Gute Ausbildung dringend notwendig

Interessante Ergebnisse bei Online-Befragung unter Journalisten

Aufschluss über die Tendenzen und Entwicklungen im Journalismus versucht Medien-Trendmonitor mit einer Online-Befragung unter Journalisten zu erhalten. Unter anderem wurde die Sicht auf die Gefahren für den etablierten Journalismus erfragt. Auch die Berufszufriedenheit oder inwieweit deutsche Medienunternehmen für die digitale Zukunft gerüstet sind, wurden eingeschätzt. Während die Gesamtergebnisse erst im April zur Verfügung stehen werden, wirft «M» den Blick vorab auf den „Gefahrenfaktor“.

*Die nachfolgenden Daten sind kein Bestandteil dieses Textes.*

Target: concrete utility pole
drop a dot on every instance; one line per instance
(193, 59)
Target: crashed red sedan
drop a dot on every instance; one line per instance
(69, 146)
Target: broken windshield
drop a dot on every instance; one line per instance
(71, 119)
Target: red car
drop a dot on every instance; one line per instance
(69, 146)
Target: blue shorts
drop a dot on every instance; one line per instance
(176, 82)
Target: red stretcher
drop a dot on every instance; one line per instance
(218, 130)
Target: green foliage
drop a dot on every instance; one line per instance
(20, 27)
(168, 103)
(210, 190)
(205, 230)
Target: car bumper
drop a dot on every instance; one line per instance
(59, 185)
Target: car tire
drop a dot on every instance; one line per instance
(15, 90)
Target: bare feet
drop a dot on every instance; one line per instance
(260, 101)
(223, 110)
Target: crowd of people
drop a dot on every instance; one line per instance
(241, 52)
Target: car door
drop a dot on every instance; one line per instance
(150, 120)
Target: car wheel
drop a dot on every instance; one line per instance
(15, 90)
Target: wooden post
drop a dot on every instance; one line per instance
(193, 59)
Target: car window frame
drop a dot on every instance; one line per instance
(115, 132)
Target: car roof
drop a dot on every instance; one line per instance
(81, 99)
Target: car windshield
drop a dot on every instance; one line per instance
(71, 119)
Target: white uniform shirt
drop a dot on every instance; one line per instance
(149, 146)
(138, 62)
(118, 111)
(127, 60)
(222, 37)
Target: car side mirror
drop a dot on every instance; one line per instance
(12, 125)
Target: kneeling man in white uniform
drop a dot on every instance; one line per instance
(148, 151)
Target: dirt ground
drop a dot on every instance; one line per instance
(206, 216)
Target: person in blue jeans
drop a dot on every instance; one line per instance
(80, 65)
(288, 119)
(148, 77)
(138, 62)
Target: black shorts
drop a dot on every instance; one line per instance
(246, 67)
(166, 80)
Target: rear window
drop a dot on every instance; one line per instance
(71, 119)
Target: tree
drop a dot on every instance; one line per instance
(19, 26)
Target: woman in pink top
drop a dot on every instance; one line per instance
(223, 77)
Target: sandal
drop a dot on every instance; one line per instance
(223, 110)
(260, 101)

An der Befragung der dpa-Tochter news aktuell und Faktenkontor nahmen 3.039 Journalisten verschiedener Medien teil, davon 35,2 Prozent Frauen. Sie antworteten in der Zeit vom 14. Januar bis zum 10. Februar 2008 auch auf die Frage nach den Gefahren für den etablierten Journalismus? Interessant dabei, dass nur 7,5 Prozent meinen, dass der Bürgerjournalismus der „Feind“ Nummer 1 sei. Die größte Gefahr wird von 59,2 Prozent der Interviewten in der schlechten Ausbildung gesehen.

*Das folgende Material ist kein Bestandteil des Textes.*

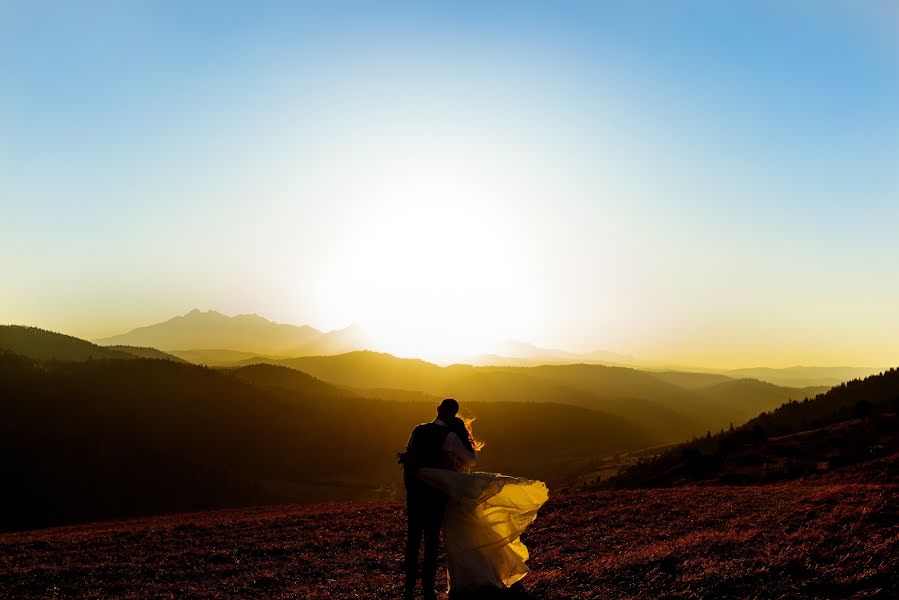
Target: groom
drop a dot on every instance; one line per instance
(425, 505)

Insgesamt sind die Meinungen hinsichtlich des Bürgerjournalismus (User Generated Content) geteilt. Als große (7,5 Prozent) oder mittlere Gefahr für den etablierten Journalismus bezeichnen ihn 42,9 Prozent und als kaum oder gar keine Gefahr 54,0Prozent. Obwohl die Befragten eher zu den Aussagen kaum oder gar keine Gefahr tendieren, sind in einzelnen Medienbereichen Differenzen zu erkennen: 64 Prozent der Befragten aus dem Bereich Online und Multimedia geben an, dass der Bürgerjournalismus eher keine Gefahr darstellt. Bei den Tageszeitungen sind es dagegen nur 49 Prozentund bei den Zeitschriften 54 Prozent. „Womöglich sind Online- und Multimedia-Journalisten vertrauter mit der User Generated Content-Thematik und können die Lage daher besser einschätzen“, heißt es bei Medien-Trendmonitor.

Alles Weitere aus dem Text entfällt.